String comparison macro

This macro lets you compare a series of strings and it will tell you which one matches the first string the best. The approach I invented is "the sum of the squares of the differences of the frequencies of each 'letter frequency' in each string being compared." It's pretty cool. Of course, there are many ways to say what it "means" to compare two different strings for approximate equality. This method suits me just fine. I couldn't find a decent algorithm to perform this task anywhere on the internet in any language so I had to invent it. Feedback is welcome. Try it out on some examples:

Rain Spain Mainly Plain
Thwreen Two Three Twenty

As the second example above shows, it can be used as a sort of spell checker. This is important for me. I will use this macro often in conjunction with my OCR macro. Yup, I wrote a macro that performs OCR. I may upload that one also.
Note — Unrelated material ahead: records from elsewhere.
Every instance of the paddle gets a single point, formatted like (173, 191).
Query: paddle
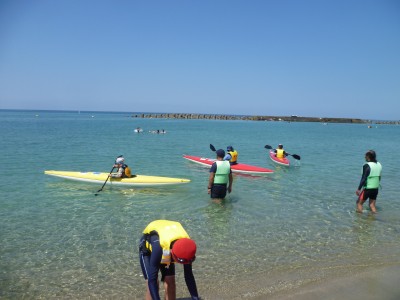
(295, 156)
(104, 182)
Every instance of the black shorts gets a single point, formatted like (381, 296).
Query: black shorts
(148, 263)
(218, 191)
(370, 193)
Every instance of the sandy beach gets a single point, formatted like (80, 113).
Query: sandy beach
(381, 283)
(368, 284)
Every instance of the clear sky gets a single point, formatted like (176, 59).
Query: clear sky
(316, 58)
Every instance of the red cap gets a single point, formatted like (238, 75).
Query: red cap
(184, 251)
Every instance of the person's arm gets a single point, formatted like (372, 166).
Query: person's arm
(366, 172)
(190, 281)
(152, 272)
(213, 170)
(230, 182)
(228, 157)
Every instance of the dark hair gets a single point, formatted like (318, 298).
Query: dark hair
(371, 155)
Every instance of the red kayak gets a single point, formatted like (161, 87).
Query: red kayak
(239, 168)
(280, 161)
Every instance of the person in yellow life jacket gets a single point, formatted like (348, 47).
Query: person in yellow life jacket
(163, 244)
(369, 183)
(123, 171)
(231, 155)
(280, 152)
(220, 179)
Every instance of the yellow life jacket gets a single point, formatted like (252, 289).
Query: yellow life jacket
(167, 231)
(234, 154)
(279, 153)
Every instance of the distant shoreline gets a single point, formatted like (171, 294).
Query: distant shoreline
(197, 116)
(258, 118)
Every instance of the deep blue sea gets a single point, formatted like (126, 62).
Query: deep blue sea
(272, 233)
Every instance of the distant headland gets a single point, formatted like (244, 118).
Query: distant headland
(292, 118)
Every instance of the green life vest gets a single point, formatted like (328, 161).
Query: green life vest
(222, 172)
(374, 175)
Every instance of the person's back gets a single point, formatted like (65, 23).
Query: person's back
(231, 155)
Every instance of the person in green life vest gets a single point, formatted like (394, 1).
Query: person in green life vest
(231, 155)
(123, 171)
(163, 245)
(220, 180)
(369, 183)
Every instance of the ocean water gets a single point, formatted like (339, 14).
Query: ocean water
(273, 233)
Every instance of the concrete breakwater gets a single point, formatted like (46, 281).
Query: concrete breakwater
(248, 118)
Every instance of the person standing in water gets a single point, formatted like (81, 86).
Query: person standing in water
(220, 179)
(369, 183)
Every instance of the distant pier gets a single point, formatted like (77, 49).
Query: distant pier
(255, 118)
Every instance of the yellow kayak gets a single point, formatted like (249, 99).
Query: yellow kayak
(100, 178)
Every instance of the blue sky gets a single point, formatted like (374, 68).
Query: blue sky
(318, 58)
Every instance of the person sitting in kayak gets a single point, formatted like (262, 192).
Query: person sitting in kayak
(231, 155)
(280, 152)
(123, 170)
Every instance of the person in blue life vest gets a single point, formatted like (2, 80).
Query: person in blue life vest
(280, 152)
(369, 183)
(220, 180)
(123, 171)
(231, 155)
(164, 244)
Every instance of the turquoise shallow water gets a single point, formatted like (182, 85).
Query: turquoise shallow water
(273, 233)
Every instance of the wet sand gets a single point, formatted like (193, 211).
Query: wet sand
(380, 282)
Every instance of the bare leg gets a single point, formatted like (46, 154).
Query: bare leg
(359, 205)
(170, 287)
(148, 296)
(372, 205)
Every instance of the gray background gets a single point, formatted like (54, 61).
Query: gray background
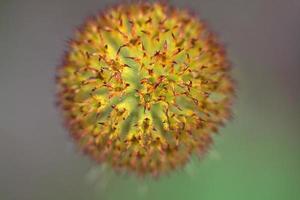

This macro uses an interesting collection of actions and Unix commands: tr, sed, sort, awk, gsub, for, printf and Search Variable with a calculation value. So there's a lot of educational value to this macro.

Keyboard Maestro Actions.kmactions (13 KB)

5 Likes

All this looks quite impressive. I'm trying to test the action but I don't know where to start. I've created a new macro and added an action to set the clipboard content to the variable ApproximatorParameters, but obviously, this isn't enough/correct. Could you please point me into the right direction?

I’m sorry if it wasn’t clear. What you need to do is use the “Execute a Macro” action to call this macro, and pass to it some parameters. The first parameter is the string you want to find among the second (and third…) parameters. The clipboard isn’t involved. Just use a single action: “Execute a Macro” and pass the parameters with that action. The way to pass parameters is to click on the cogwheel on the upper right of the action. I would love to send an image to illustrate, but I’m totally new at these forums and I haven’t figured out how to do that yet.

I reread your instructions and found that they were actually very clear. Thank you! I’ve recorded a short movie:

This comparison macro is very interesting: I think that you it actually provides what we translators call Fuzzy Matching (for which normally the Levenshtein distance is used).

So you use this macro (action) to cycle thru a text and have all words displayed that don’t match a spelling list?

I’m glad you liked it. I don’t understand what Levenshtein distances are even though I did try reading about them last week. I invented this algorithm on my own because I need it to help make my OCR software work well. OCR frequently makes mistakes and by calling this routine against a known list of options I can figure out which option the OCR text probably refers to. I might upload the OCR macro but haven’t decided yet. It only works for me with my fonts, but it may serve as a good example of the magic that can be done with the wonderful Find Image action. As for this string comparison macro, anyone is free to modify it as they see fit. For example, they could modify it to separate the strings as separate lines in a variable rather than separate words on a single line. Time for me to pack it in for today.